For thousands of years the art of encryption consisted in hiding one secret from the enemy. By gaining access to this secret the opponent could decode the message and, perhaps, future messages encoded using the same key. Many complicated secret encodings were created, like the Vigenère cipher where the secret alphabet would change among several pages of possible alphabets.
The Nazis created a fabulous machine called Enigma, which would use a complex mechanical system of rotors to produce very strong encryption in the age before computers. In fact modern electronic computers were researched and developed greatly by Alan Turing and a team of allied codebreakers at Bletchley Park during the wartime efforts to break Enigma!
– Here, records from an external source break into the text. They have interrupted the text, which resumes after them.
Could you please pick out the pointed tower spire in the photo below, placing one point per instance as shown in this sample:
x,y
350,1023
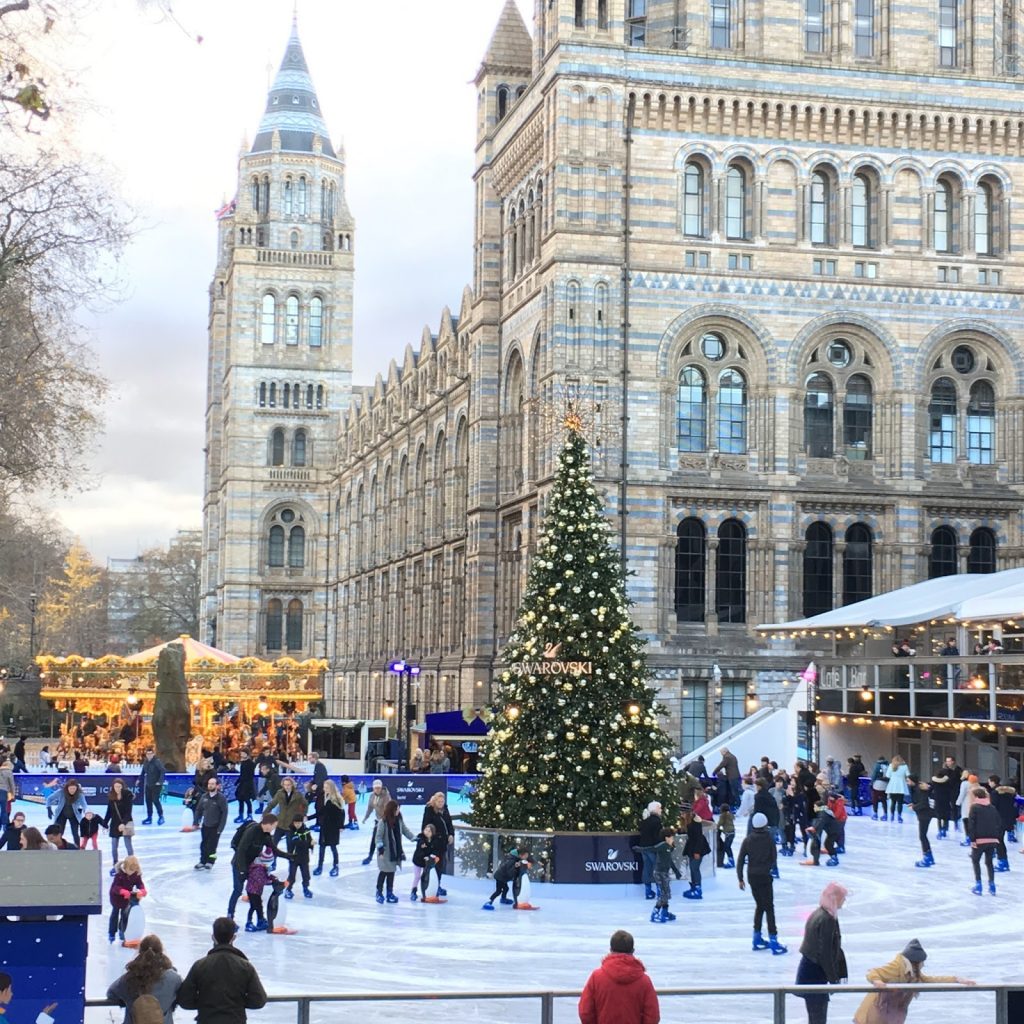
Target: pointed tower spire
x,y
511,45
292,107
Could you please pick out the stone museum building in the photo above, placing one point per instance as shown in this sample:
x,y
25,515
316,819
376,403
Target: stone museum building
x,y
770,249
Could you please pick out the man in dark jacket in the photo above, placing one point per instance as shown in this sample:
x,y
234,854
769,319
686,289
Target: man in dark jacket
x,y
152,776
619,991
223,984
211,813
758,851
727,774
249,842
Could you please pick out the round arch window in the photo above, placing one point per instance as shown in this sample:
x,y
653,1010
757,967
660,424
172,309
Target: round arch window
x,y
963,359
713,346
840,354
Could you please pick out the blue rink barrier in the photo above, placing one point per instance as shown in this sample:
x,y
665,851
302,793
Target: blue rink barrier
x,y
408,788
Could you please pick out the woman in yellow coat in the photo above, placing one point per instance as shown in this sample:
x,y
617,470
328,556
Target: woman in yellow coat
x,y
891,1007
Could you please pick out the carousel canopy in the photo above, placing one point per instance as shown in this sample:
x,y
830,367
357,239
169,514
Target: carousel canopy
x,y
970,597
195,651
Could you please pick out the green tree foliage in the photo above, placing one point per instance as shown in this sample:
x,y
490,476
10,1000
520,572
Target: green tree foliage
x,y
576,744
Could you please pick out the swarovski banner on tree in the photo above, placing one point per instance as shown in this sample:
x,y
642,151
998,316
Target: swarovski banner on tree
x,y
576,744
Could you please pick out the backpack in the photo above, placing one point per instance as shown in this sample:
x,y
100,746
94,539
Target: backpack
x,y
145,1010
241,832
838,806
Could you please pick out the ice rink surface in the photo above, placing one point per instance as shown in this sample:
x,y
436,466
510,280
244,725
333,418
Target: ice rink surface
x,y
348,943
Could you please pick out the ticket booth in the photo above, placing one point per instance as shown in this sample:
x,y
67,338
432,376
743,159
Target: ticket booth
x,y
45,902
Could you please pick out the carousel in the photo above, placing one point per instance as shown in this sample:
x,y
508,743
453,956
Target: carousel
x,y
108,702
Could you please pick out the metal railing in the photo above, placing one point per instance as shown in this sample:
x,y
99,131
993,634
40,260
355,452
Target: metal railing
x,y
548,998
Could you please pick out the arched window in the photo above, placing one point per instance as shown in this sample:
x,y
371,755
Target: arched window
x,y
292,321
984,209
267,320
730,572
297,548
818,569
693,200
275,548
942,422
731,412
857,417
942,558
572,312
600,324
818,409
293,631
820,209
273,624
857,564
735,203
692,411
299,446
943,223
691,569
860,211
315,322
981,424
982,554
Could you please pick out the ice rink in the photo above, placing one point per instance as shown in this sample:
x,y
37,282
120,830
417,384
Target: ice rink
x,y
348,943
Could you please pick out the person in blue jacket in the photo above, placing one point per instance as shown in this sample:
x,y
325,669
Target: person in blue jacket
x,y
67,805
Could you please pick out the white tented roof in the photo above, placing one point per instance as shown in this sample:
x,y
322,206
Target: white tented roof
x,y
971,597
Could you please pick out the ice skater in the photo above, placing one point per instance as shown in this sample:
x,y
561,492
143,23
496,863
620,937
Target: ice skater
x,y
759,854
300,845
387,839
509,872
427,855
921,804
696,847
245,787
821,958
985,828
126,890
331,818
822,834
890,1007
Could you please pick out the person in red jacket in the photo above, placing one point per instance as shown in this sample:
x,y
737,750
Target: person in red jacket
x,y
620,991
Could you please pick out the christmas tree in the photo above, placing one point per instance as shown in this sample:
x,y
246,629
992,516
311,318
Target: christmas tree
x,y
576,744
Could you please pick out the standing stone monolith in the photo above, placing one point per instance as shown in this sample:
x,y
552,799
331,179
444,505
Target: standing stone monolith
x,y
172,713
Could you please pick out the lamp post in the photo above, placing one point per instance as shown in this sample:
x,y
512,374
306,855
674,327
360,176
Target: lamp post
x,y
404,672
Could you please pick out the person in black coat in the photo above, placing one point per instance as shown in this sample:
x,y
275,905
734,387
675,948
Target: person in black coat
x,y
245,788
821,957
331,818
758,852
436,814
650,836
118,821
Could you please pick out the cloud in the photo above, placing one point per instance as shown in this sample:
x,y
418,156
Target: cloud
x,y
169,121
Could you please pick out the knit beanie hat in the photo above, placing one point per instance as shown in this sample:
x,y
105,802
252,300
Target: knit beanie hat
x,y
914,952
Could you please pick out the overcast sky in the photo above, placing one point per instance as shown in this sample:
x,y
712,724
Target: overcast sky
x,y
393,80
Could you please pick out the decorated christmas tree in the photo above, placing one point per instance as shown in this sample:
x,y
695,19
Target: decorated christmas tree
x,y
576,743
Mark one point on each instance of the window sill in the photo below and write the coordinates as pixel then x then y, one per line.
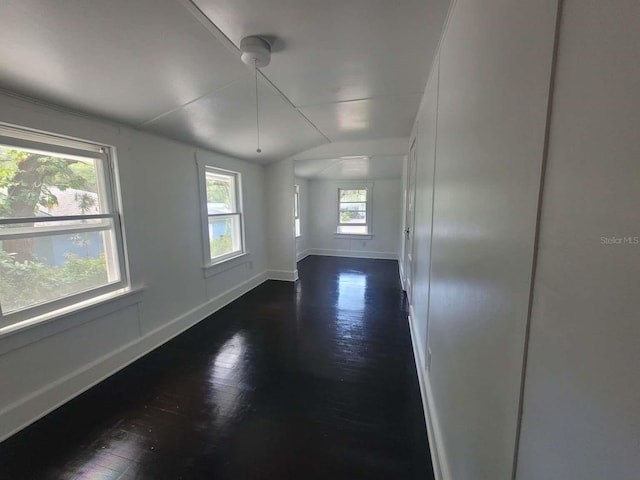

Cryptography is at the heart of Computer Science and has been a major driving force for computer development throughout the years. Today games and entertainment are likely the greatest drivers of innovation, but cryptography will never lose its place at the birth of the computer.
Breaking cryptography, then, for hundreds of years boiled down to guessing a key. But modern computers can break any historical cryptographic key in minutes. All a computer has to do is try billions of combinations. Since this was impossible up until WWII, such crypto systems were considered secure. For example, a Vigenère cipher could take a lifetime to break using pencil and paper.
Using a modern computer, all possible Vigenère alphabets would be tested in seconds and the secret code revealed. It was clear that against modern computers more would be needed than the clever combinatorial mechanisms of the past. Computers are applied math, and advanced math would be needed to keep computers from breaking codes.
This was the reality of cryptanalysis post World War II – math was the new weapon against programmable computers. Intelligence agencies quickly shifted more and more resources towards math geeks fresh out of top universities. Newly graduated mathematicians, computer scientists and logicians would find excellent jobs researching number theory, cryptography, abstract algebra and correlated subjects. It was the dream job for any geek, to play with the world’s greatest computers and do what they loved the most, cryptographic research.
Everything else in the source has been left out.